Inflation developments are ‘more or less in line with our projections’, with risks ‘to the upside’.

The ECB’s policy path does not need to change ‘yet … If the question is what if the information changes and if the ECB is ready to act to the changed economic environment, then my reply would be yes.’

The ECB should end asset purchase programmes ‘shortly’ before hiking rates. ‘From a credibility point of view I think it’s important to keep that sequence. [But] I would refrain from putting a number of days or weeks or months on that time frame.’

Tensions owing to Russia are ‘an even bigger uncertainty’ than Omicron. ‘The situation adds uncertainty; if it escalates, it will obviously have an impact on our economies, on the Lithuanian economy, on the euro-area economy. We, Europe and the others need to find a decision leading to de-escalation, as further escalation means huge loss, and not only in terms of economic wealth but also losses in terms of lives.’

Herodotou (Central Bank of Cyprus):

23 January 2022

‘The ECB's interventions were very important for the recovery of the euro area. The ECB's monetary policy, combined with government loan guarantees, loan disbursements and other fiscal policy measures, has helped to mitigate the negative economic impact of the pandemic, but also to maintain low interest rates and generally favorable financing conditions. As a result, the rate of credit expansion in the euro area as a whole, but also in Cyprus, recorded a significant increase. In our country, the growth rate of net loans to non-financial corporations reached 4.2% in November 2021 compared to 2.1% in 2020 and 0.8% in 2019. At the same time, the assistance of the ECB's emergency temporary program for the purchase of assets due to a pandemic (known as PEPP) has amounted to € 1.59 trillion. until January 7, 2022 of which € 2.4 billion in Cypriot bonds have been purchased mainly by the CBC. This program has contributed to reducing the yield of Cypriot bonds from 2.25% in April 2020 to 0.82% in January 2022, i.e. significantly reduced the cost of government debt. As a result, the ECB's policy has helped reduce the cost of borrowing in Cyprus, while reducing the cost of repaying government debt has helped to facilitate liquidity from the markets to help Cypriot businesses and households directly.’

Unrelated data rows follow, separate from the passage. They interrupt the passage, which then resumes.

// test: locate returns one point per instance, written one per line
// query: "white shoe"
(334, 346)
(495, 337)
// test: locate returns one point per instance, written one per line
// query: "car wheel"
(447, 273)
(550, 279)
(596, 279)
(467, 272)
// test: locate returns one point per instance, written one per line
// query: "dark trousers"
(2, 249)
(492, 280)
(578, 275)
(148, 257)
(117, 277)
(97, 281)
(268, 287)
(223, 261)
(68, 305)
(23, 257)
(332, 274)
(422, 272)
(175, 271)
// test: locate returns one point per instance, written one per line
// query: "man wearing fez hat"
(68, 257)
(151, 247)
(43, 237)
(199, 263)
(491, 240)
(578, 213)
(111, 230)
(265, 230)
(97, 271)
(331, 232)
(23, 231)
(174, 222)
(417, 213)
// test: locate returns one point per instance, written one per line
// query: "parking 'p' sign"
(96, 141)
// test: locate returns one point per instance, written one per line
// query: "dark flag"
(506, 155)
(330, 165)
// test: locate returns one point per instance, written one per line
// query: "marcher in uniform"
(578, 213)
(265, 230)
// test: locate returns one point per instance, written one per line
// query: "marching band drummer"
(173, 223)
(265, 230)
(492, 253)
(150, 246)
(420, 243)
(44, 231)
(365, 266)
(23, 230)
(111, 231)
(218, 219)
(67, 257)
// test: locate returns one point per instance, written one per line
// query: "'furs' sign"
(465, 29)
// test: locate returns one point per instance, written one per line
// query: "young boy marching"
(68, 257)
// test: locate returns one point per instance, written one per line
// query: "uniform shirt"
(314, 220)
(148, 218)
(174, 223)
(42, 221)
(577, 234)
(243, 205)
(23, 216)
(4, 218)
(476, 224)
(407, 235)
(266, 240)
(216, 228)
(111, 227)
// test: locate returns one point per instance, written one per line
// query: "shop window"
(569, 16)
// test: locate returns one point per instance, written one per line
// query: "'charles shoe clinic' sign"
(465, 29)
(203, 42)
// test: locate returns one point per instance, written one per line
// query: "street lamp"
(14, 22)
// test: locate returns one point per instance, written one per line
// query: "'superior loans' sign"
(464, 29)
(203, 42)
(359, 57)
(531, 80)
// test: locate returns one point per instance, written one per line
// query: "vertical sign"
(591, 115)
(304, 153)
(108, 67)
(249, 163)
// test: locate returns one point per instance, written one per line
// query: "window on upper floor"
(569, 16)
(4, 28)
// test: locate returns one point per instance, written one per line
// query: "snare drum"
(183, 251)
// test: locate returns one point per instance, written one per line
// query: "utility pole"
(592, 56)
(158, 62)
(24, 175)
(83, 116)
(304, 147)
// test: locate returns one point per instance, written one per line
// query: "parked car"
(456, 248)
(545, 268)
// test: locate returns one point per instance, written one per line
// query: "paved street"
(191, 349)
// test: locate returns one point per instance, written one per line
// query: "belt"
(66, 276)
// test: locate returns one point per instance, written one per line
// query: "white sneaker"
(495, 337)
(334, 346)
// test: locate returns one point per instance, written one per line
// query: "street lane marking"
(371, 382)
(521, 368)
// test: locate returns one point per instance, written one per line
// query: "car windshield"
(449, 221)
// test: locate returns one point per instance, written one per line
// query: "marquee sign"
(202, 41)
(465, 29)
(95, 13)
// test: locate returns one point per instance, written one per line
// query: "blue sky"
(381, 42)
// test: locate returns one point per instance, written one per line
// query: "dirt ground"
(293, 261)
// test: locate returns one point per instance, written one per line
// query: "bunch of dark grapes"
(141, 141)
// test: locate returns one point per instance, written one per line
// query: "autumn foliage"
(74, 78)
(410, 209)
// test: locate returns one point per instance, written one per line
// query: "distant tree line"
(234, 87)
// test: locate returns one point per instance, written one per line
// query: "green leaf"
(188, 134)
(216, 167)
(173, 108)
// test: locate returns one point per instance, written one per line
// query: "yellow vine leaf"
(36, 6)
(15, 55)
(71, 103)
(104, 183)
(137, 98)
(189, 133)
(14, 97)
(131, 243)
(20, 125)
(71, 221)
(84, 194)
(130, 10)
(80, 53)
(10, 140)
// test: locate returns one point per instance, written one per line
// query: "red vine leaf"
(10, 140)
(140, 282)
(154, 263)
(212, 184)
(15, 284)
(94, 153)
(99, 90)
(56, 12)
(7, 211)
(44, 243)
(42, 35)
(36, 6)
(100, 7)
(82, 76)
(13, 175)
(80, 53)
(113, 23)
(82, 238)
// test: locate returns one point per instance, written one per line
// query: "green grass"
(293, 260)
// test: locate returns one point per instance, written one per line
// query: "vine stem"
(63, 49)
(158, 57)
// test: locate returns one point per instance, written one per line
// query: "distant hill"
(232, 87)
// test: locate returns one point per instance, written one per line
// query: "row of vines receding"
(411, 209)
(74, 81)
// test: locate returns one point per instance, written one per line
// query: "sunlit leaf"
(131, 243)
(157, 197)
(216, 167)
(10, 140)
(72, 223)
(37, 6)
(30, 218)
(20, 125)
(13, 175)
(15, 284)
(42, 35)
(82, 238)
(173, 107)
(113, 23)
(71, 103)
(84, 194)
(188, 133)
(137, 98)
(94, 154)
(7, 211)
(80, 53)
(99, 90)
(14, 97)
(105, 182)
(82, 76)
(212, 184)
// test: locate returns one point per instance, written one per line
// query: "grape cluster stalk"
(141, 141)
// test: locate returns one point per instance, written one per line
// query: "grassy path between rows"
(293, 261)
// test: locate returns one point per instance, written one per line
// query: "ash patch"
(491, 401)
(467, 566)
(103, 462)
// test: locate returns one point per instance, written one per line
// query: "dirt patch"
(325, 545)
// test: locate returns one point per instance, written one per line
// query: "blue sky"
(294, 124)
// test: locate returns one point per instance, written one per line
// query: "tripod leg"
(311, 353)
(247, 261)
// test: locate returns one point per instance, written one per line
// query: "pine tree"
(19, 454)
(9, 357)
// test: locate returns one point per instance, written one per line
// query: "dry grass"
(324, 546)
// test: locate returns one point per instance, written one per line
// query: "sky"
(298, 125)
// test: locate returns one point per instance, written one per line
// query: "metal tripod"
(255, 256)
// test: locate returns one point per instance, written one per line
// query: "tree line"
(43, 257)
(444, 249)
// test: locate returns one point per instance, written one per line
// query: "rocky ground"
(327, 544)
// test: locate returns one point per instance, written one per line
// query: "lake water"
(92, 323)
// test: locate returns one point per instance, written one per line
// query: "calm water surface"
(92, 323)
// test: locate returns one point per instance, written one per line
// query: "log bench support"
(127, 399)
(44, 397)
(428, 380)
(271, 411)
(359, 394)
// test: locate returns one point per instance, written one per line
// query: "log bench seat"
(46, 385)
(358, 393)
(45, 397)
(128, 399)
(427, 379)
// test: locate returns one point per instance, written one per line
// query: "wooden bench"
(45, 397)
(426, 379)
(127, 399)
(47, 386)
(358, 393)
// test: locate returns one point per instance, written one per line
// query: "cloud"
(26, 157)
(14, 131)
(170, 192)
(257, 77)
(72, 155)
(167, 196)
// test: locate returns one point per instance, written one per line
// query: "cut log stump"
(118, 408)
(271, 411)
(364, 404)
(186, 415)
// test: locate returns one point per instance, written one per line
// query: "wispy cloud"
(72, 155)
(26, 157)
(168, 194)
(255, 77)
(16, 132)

Kažimír (National Bank of Slovakia)

04 February 2022

‘Looking at developments in the euro area, it is important in my view to say:

  • I expect inflation in the euro area to remain at higher levels for longer than we expected
  • Risks related to future inflation are clearly upwards today
  • The fact that we have not tightened despite the surprises of the December and January inflation figures does not mean that we will delay the reaction
  • We will be wiser in March, we will have more data, we will know more about how the economy, the labour market is developing and how rising prices are turning into wages. We will also know whether geopolitical risks will ease or not.’

‘Further developments in world commodity markets will be a key issue. Current expectations in global commodity markets do not indicate a further significant rise in energy prices this year or in the years to come. At the same time, a gradual normalisation of the situation in global logistics, production and supply of raw materials and components is expected. Even if commodity prices do not fall, stabilising their level by definition means that inflationary pressures from this source will disappear.’

‘…the important thing is how fast prices are rising. The modest rise in prices is healthy and stable. Price growth at levels around 7% is not desired. The level that is fine is 2%. That is our goal, where we want to get inflation. We are doing everything we need to gradually be where we want to be and fulfil our mandate of price stability.’